8th May 2019 - The Australian dollar bounces as the RBA keeps rates steady

Good Morning,

Overnight Market Headlines

- US job openings (JOLTS survey) rebounded strongly in March, by 346k to 7.49mn, above expectations and confirming ongoing strong demand for labour well in excess of the number of unemployed in March (6.21mn).

- The EU Commission’s Spring forecast update lowered growth (to 1.2% in 2019 and 1.5% in 2020 for Eurozone, 1.4% in 2019 and 1.7% in 2020 for EU-27). This is generally an amalgam of previously released projections and so of little real impact, but the assessment of national debt and budgets does set the debating profile within the EU. As such, the projected deterioration in Italy’s deficit to 3.5% of GDP, breaching EU limits, is of interest.

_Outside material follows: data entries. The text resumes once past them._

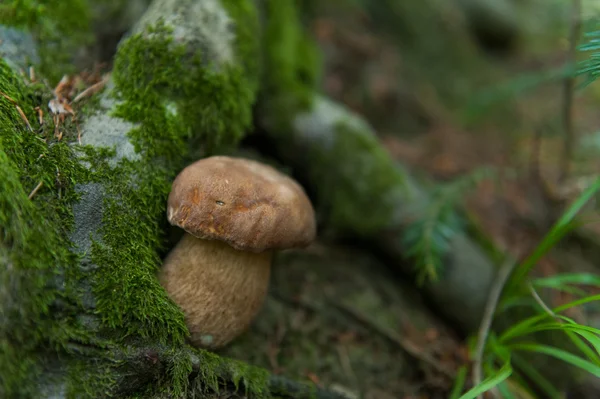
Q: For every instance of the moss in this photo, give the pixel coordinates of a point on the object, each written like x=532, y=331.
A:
x=59, y=26
x=212, y=108
x=291, y=63
x=245, y=15
x=176, y=106
x=35, y=254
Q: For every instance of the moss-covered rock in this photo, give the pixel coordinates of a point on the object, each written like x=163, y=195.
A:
x=86, y=247
x=59, y=27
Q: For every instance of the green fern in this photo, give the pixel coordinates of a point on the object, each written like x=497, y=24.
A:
x=428, y=239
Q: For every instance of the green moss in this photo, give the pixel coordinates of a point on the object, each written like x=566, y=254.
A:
x=247, y=27
x=291, y=63
x=179, y=108
x=212, y=108
x=215, y=370
x=360, y=185
x=34, y=249
x=59, y=26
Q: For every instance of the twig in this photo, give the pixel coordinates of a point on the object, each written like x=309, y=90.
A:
x=568, y=90
x=488, y=316
x=402, y=342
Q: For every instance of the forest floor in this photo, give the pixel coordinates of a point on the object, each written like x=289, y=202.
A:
x=364, y=352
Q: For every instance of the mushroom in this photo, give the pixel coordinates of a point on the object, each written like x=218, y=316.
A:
x=236, y=212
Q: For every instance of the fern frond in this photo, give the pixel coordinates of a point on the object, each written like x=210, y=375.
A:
x=428, y=239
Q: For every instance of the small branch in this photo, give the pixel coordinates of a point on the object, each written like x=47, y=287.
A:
x=402, y=342
x=488, y=316
x=568, y=89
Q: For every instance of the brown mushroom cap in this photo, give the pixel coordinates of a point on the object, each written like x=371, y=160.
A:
x=251, y=206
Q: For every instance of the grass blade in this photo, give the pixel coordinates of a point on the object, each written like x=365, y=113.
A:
x=489, y=382
x=561, y=355
x=559, y=230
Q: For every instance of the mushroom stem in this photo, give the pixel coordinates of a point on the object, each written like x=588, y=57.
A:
x=220, y=289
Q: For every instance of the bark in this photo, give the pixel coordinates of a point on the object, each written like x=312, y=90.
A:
x=169, y=102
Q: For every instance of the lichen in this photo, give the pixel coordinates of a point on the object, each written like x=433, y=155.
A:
x=176, y=106
x=59, y=27
x=35, y=254
x=291, y=63
x=180, y=110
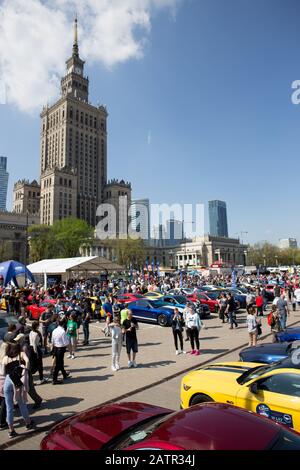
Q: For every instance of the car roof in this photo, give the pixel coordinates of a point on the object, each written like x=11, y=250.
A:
x=206, y=426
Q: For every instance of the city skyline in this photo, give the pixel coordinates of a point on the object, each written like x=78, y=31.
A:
x=145, y=131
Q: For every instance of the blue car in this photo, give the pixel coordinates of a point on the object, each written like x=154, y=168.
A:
x=151, y=311
x=290, y=334
x=180, y=301
x=266, y=353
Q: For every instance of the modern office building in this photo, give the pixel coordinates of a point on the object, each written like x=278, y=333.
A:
x=175, y=233
x=218, y=226
x=26, y=197
x=140, y=218
x=118, y=195
x=73, y=149
x=3, y=183
x=285, y=243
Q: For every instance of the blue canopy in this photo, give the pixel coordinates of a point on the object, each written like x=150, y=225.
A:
x=9, y=270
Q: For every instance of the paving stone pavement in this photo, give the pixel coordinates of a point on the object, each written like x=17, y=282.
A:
x=93, y=382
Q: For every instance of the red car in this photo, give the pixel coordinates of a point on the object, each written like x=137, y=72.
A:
x=204, y=299
x=127, y=298
x=138, y=426
x=34, y=311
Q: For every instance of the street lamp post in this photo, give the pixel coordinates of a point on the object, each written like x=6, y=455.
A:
x=26, y=246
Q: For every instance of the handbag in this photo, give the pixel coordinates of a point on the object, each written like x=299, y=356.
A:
x=15, y=372
x=259, y=329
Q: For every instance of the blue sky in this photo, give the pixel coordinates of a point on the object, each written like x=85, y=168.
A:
x=213, y=90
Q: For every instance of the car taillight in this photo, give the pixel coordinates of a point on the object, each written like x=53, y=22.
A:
x=186, y=387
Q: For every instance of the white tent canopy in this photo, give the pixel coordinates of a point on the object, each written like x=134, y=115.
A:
x=66, y=266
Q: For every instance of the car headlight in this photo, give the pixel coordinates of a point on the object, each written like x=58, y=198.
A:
x=186, y=387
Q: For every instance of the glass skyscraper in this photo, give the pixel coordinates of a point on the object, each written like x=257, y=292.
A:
x=218, y=218
x=3, y=183
x=140, y=217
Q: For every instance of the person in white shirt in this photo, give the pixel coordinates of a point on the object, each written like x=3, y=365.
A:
x=252, y=326
x=60, y=341
x=117, y=342
x=194, y=325
x=297, y=295
x=36, y=341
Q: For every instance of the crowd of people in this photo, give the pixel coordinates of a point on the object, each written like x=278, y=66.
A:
x=57, y=330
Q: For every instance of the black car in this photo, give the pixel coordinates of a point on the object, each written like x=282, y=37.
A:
x=267, y=353
x=181, y=300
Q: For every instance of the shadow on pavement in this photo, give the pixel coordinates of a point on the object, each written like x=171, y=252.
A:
x=58, y=402
x=90, y=378
x=156, y=364
x=208, y=337
x=212, y=351
x=87, y=369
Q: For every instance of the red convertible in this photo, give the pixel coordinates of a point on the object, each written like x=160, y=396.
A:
x=206, y=300
x=138, y=426
x=34, y=311
x=127, y=298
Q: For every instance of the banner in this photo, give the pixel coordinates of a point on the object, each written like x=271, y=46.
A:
x=233, y=279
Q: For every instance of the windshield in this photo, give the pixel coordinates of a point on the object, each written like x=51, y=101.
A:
x=213, y=295
x=256, y=372
x=180, y=299
x=137, y=433
x=157, y=303
x=286, y=441
x=243, y=290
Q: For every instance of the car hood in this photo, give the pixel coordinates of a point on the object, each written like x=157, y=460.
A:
x=268, y=348
x=230, y=372
x=92, y=429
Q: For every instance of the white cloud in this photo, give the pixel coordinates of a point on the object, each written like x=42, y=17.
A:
x=36, y=39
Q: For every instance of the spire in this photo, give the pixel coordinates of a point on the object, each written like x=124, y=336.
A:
x=75, y=45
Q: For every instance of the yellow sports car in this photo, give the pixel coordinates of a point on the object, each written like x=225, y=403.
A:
x=271, y=390
x=2, y=304
x=153, y=295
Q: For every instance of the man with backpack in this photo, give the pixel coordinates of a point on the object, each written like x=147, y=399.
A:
x=283, y=310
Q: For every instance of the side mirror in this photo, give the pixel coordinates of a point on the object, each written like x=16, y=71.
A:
x=254, y=388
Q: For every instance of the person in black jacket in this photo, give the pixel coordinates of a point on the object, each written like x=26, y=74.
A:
x=177, y=328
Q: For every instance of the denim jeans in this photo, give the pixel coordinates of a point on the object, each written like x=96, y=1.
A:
x=9, y=400
x=283, y=318
x=86, y=332
x=232, y=319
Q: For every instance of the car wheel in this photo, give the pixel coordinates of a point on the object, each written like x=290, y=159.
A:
x=200, y=398
x=162, y=320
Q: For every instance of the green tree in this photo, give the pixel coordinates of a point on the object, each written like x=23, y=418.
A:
x=70, y=234
x=6, y=250
x=61, y=240
x=42, y=244
x=128, y=251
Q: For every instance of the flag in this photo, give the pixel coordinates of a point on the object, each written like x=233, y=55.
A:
x=131, y=272
x=233, y=279
x=181, y=280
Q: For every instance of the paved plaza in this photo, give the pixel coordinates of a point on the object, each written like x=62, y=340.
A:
x=156, y=379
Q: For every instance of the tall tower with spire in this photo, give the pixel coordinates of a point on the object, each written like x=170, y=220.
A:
x=73, y=148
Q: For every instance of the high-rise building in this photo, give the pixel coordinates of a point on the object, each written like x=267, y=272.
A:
x=118, y=195
x=218, y=219
x=26, y=197
x=3, y=183
x=287, y=243
x=175, y=233
x=73, y=149
x=140, y=218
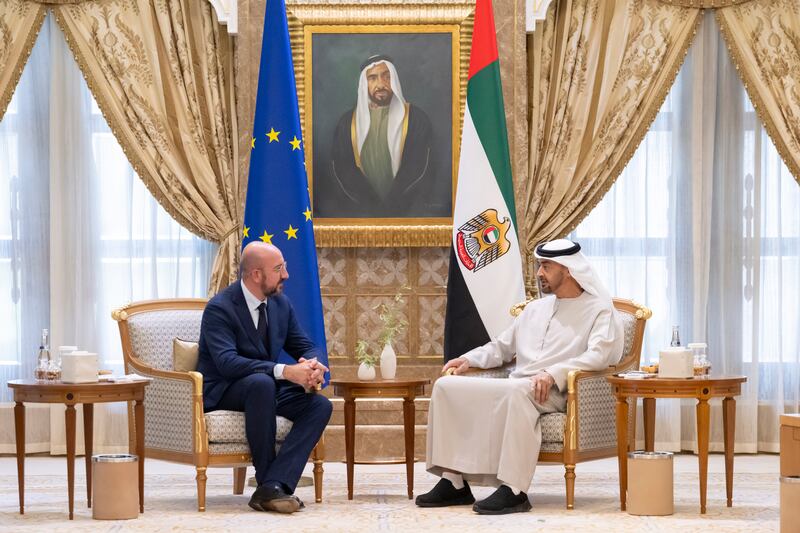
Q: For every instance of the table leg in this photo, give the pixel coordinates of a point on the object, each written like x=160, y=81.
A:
x=69, y=420
x=349, y=441
x=88, y=444
x=729, y=428
x=138, y=412
x=408, y=431
x=649, y=415
x=19, y=431
x=622, y=449
x=703, y=411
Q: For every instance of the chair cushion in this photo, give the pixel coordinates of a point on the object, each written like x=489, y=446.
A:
x=553, y=427
x=184, y=355
x=228, y=427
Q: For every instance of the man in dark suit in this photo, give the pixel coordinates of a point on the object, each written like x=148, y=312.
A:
x=244, y=329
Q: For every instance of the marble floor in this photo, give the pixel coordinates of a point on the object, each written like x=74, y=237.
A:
x=381, y=504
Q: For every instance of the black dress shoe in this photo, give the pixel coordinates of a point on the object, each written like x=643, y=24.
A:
x=274, y=498
x=503, y=501
x=302, y=505
x=444, y=494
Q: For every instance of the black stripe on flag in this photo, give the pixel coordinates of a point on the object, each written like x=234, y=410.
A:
x=463, y=327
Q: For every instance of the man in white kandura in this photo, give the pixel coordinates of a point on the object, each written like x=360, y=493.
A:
x=486, y=430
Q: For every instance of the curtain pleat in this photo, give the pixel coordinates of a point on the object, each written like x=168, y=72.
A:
x=20, y=22
x=161, y=74
x=604, y=68
x=763, y=37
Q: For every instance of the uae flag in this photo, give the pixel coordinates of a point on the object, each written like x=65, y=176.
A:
x=485, y=275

- UK cross party Brexit talks are still unable to find any consensus to end the current impasse. Although UK is confirming that it will hold EU elections on 13rd May, the PM’s office now hopes to find support for a Withdrawal Agreement in advance of the EU Parliament convening in early July. This would avoid protest-votes and disruptive UK MP’s taking their seats, and also signal the timing for May stepping down as PM.

- The GDT dairy auction resulted in prices overall little changed (+0.4%), with WMP down 0.5%, SMP up 2.8%, and butter unchanged.


- The US dollar index is up 0.1% on the day, closing at 97.56

- EUR fell from 1.1215 to 1.1165.

- USD/JPY fell from 110.80 to 110.20, the safe-haven yen outperforming.

- AUD retraced yesterday’s RBA-related rally, slipping from 0.7048 to 0.7000.

- Similarly, NZD fell from 0.6630 to 0.6588.

- AUDNZD retraced part of yesterday’s rally, slipping from 1.0643 to 1.0614 as risk sentiment soured.

- AUDEUR rebounded from 0.6240 towards 0.6290 – range trading for the majority of the session afterwards.

AUD Thoughts

AUD rallied yesterday after the RBA defied pressure for an immediate cut in interest rates, though it left the door wide open for an easing should the jobs market not stay strong.

AUD popped up almost half a cent to 0.7048 on the decision, giving it a gain for the day of 0.7%. The Reserve Bank of Australia (RBA) ended its monthly policy meeting by keeping rates unchanged at 1.5%, where they have been since August 2016.

"The Board...recognised that there was still spare capacity in the economy and that a further improvement in the labour market was likely to be needed for inflation to be consistent with the target," RBA Governor Philip Lowe said in a statement.

The case for more stimulus was underlined by data showing retail sales were surprisingly soft in the March quarter, falling 0.1% when adjusted for inflation. That posed a downside risk to economic growth in the quarter and offset another strong reading on international trade. Australia's trade surplus for March beat expectations at A$4.9 billion ($3.43 billion) and set the seal on a record-breaking total of A$14.7 billion for the quarter.

This week's seemingly dire shift in U.S.-China trade negotiations could be the catalyst for a major financial asset deflation, one that would eventually force the Fed off the policy fence into rate cuts because ECB and BOJ rates are already negative and their economies are much weaker. S&P had its worst day since the Jan. 3 flash crash and nearing the often pivotal 50-DMA at 2,856. The VIX has surged to its highest since early January.

AUD weathered volatile price action after the RBA decision and on lingering U.S.-Sino trade deal concerns but the inability to make headway below 0.7000 suggests bears could be in for hardship.

Rate cuts are largely priced in to AUD so once they do occur their impact will be limited. The heightened U.S.-China trade fears soured risk sentiment and drove AUD toward pre-RBA levels, but news that China's Vice Premier Liu will attend talks

later this week suggested additional tariffs could possibly be delayed. Should tensions ease, AUD shorts are likely to get squeezed hard, allowing for a return to April's high.

Technical Outlook

AUD heavy in New York session as US-Sino trade concerns remain, global bond yields sink. Risk-off sentiment gives JPY a bid, AUD/JPY nears 77.10, AUD also sinks.

Sharp drop in equity and copper prices help AUD fall below 10-DMA. Long upper wick on daily candle, falling monthly RSI have techs leaning bearish. Short-term risks are to downside but bears could be surprised. If AUD fails to gain traction below 0.7000 soon the upside risks will grow.

Risk Event Data Today

- No Australian Economic data today

- NZ: The RBNZ Monetary Policy Statement this afternoon could deliver an OCR cut, from 1.75% to 1.50%, but it’s a close call. Markets and analysts are evenly divided on the prospect.

- Tonight - Euro Area: Mar German industrial production is released.

- Tonight - US: Fedspeak involves Brainard at a Fed Listens event.